しかし、そこでお寺よりも目を引いたのは、近くの幼稚園児たちが団体でお寺に、お参りというか、散歩に来ている姿だった。
 一人っ子政策のために、子供が少なく、中でも女の子が一層少なくて、大切に育てられている様子が、一目でわかる。
 家では6人の家族(父母・祖父母・曾祖父母)に囲まれて、小皇帝と言われ、わがまま放題に育てられているらしい。将来が心配だ、と言いたくなるが、いらぬ 心配だと言われそうでもある。


大切な小皇帝の一人っ子たち

 一人っ子政策というのは本当に厳しいらしい。2人目の子供を作ると、出産の費用は2倍はかかるし、罰金は数十万円ぐらいとか。月収2000円ぐらいの人にとって、何年分もの収入に当たる。また、戸籍もなく、したがって、小学校だけの義務教育も受けられないという。
 だから、このお寺の観音様に「男の子を生ませてください。」と祈願をかける人がひっきりなしだという。


金色に輝く六榕寺の観音様の像


 次は広州のシンボルだという五羊公園というところへ行った。

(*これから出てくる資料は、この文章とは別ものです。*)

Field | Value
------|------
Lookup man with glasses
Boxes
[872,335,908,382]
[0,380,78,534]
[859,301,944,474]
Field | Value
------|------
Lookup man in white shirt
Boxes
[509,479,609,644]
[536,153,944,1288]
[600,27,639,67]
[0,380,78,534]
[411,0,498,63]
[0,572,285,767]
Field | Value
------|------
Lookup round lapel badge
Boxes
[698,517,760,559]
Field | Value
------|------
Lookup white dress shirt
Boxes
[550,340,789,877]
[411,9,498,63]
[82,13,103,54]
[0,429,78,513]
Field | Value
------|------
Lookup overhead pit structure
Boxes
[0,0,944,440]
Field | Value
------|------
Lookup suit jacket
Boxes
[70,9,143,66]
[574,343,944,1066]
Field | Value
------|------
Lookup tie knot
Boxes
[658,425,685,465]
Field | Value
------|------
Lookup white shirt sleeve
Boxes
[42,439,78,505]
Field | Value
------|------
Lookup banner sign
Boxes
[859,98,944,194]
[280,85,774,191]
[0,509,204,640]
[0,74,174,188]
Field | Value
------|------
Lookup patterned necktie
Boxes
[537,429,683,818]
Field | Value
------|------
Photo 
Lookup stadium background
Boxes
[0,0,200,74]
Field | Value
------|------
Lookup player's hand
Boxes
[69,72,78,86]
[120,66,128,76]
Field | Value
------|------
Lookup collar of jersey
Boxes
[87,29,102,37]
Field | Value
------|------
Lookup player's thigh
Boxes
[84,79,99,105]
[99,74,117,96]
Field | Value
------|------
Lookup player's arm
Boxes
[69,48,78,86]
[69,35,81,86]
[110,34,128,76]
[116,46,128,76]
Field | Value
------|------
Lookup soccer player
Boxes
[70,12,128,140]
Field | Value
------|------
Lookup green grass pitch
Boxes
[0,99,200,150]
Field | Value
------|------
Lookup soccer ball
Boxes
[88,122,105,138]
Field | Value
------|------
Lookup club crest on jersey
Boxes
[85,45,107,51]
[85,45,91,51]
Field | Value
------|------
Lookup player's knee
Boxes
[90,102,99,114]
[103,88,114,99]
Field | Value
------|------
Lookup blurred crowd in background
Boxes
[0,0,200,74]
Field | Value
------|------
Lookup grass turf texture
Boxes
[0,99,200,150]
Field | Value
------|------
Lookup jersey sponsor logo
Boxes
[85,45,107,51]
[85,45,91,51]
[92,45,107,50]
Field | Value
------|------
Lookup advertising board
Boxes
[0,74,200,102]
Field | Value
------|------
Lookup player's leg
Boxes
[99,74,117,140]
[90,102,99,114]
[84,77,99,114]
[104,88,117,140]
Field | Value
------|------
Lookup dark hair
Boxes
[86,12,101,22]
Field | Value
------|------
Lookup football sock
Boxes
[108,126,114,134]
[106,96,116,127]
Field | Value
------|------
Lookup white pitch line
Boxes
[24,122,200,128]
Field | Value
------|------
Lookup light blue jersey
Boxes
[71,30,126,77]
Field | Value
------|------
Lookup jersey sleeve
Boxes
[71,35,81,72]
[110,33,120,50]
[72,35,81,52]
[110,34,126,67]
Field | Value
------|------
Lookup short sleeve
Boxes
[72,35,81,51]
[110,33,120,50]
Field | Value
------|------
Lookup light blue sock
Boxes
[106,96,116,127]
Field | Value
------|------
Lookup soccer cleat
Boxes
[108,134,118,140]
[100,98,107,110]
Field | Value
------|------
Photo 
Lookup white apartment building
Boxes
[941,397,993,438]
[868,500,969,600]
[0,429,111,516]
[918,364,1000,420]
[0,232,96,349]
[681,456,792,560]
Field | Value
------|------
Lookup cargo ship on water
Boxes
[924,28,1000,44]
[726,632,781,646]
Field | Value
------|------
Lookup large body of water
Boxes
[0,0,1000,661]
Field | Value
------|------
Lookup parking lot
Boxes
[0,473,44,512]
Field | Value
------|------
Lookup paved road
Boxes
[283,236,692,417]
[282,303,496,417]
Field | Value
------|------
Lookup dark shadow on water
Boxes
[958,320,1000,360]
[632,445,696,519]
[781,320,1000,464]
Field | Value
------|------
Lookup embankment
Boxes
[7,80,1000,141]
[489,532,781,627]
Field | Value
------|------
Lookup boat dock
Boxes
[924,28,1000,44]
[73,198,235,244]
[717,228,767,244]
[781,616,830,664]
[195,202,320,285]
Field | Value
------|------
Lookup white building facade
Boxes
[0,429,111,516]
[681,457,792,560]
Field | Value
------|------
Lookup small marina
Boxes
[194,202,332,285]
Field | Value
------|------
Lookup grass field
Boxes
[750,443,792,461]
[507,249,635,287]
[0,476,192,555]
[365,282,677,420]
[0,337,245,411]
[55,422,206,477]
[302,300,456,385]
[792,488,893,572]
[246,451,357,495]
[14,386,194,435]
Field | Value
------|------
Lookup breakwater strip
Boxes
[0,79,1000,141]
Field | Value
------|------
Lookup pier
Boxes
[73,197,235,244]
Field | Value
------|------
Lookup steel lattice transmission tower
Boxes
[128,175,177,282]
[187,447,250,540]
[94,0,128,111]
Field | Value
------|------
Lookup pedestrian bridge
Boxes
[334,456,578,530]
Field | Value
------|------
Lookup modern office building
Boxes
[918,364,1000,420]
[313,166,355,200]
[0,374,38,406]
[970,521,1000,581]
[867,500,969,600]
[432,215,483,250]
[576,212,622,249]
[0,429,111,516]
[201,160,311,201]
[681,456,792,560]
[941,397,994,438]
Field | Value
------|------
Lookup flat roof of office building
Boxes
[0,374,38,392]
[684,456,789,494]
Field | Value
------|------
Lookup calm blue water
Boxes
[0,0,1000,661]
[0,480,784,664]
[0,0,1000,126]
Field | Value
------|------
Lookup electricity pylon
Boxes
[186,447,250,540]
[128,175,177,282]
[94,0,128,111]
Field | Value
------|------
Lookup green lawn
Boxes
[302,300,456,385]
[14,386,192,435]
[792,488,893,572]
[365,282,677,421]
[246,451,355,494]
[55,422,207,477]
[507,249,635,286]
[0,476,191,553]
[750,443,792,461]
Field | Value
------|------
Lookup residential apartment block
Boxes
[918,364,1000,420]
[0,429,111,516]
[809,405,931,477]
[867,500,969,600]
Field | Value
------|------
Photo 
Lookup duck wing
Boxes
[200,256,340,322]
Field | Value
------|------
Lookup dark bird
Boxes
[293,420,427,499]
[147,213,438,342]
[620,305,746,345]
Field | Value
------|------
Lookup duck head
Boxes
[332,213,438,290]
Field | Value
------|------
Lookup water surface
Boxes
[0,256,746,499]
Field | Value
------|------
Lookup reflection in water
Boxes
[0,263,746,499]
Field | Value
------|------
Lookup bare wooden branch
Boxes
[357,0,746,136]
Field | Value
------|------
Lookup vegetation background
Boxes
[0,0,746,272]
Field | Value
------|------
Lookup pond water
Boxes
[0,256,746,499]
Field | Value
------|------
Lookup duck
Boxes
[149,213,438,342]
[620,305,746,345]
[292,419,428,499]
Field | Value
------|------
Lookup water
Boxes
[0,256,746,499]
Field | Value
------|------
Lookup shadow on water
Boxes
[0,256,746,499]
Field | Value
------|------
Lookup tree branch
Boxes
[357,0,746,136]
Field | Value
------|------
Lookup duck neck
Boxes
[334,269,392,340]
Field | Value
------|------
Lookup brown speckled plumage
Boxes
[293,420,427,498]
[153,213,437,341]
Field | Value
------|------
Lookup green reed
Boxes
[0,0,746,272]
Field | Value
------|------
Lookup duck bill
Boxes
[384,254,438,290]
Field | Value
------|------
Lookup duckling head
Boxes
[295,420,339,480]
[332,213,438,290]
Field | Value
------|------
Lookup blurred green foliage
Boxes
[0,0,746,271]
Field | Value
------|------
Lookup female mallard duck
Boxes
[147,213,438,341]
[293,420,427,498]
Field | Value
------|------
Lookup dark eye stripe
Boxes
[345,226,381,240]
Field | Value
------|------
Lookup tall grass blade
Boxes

干魃で広州が干あがっていたとき、天から五人の仙人と五頭の羊が降りてきて、羊が口にくわえていた稲の穂の籾を播いたところ、稲が稔って飢饉から救われたという伝説が残っているそうで、その五頭の羊の石像が見事に建てられていた。


五羊公園の羊の石像

 昼食は辛いことで有名な四川料理を、汗をかきながら食べた。麻婆豆腐、鯉の唐揚げなどが美味しかった。
 食後の休憩時間に、近くの公園を散歩して、子供たちを撮らせてもらった。


公園で会った子供たち みんな無邪気だ

 そして、再び列車で広州を後にし、香港へ向かった。特急列車で2時間。途中のビルの建設ラッシュには驚いた。今に中国は大きく繁栄する国になるだろうと感じてしまう底力と勢いをもっている。繁栄の上に乗っかって、うろうろしている日本の若者たちが、中国に追い越されてあわてる日が、もう目の前に来ているように思えてしまう。
 



列車の窓から香港のビル群が見えてきた

 夕食の後、100万ドルの夜景(現在は1千万$の夜景)といわれている、香港島からの夜景を見に行った。
 ニューヨークの夜景を、マンハッタンクルーズで見ていて、そのイメージがまだ脳裏に残っているので、1千万$の夜景といわれても、今一の感じがあったが、でも、ネオンの色が混じった東洋的な夜景の美しさは、シンガポールなどと並んで、抜群の美しさだ。